A rivalry game can bring out the best in a player.
That’s the last remaining hope for Arizona as it heads into Friday night’s Territorial Cup matchup against Arizona State, trying to avoid a winless conference season. It’s a rivalry game. Anything can happen. Throw the records out the window (no, seriously, throw those awful records out the window).
The Wildcats, outmatched man-for-man — even by a 5-6 Arizona State team that has lost five in a row — have to cling to the notion that there exists an untapped reservoir of passion after eight consecutive defeats — the last five coming by an average of 34 points in games in which they have led for exactly zero seconds.
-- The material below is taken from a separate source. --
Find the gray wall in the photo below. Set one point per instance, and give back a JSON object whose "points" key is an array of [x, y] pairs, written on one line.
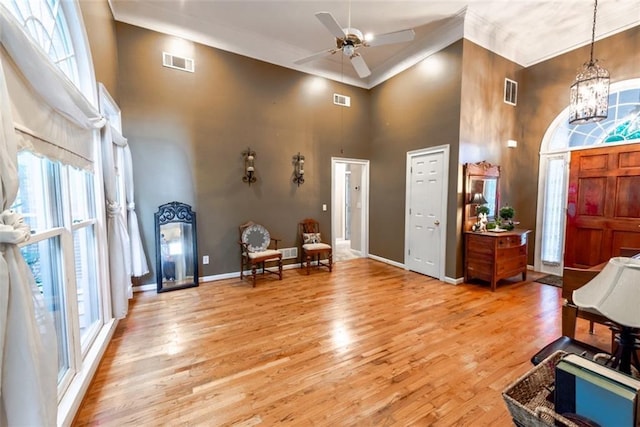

“We don’t have players like we had previously who just loved football,” senior Samajie Grant said Tuesday. “We just have a bunch of players who want to play football and be out there and say they wear a jersey and stuff like that.”
If there is a team MVP, it’s Grant, who switched from receiver to running back at midseason and has played as hard, as tough, as well as anybody could expect from a guy who hadn’t played tailback since high school.
“I guess this season has taught me to not give up,” he said. “But I had that in me.”
He did. Too many of his teammates didn’t.
Grant is a senior, this is his last game, and he definitely has the floor to speak his mind.
How would he turn around this program? Start by giving some guys the boot.
“I mean, if you get rid of the weak links, that’s what it is,” he said.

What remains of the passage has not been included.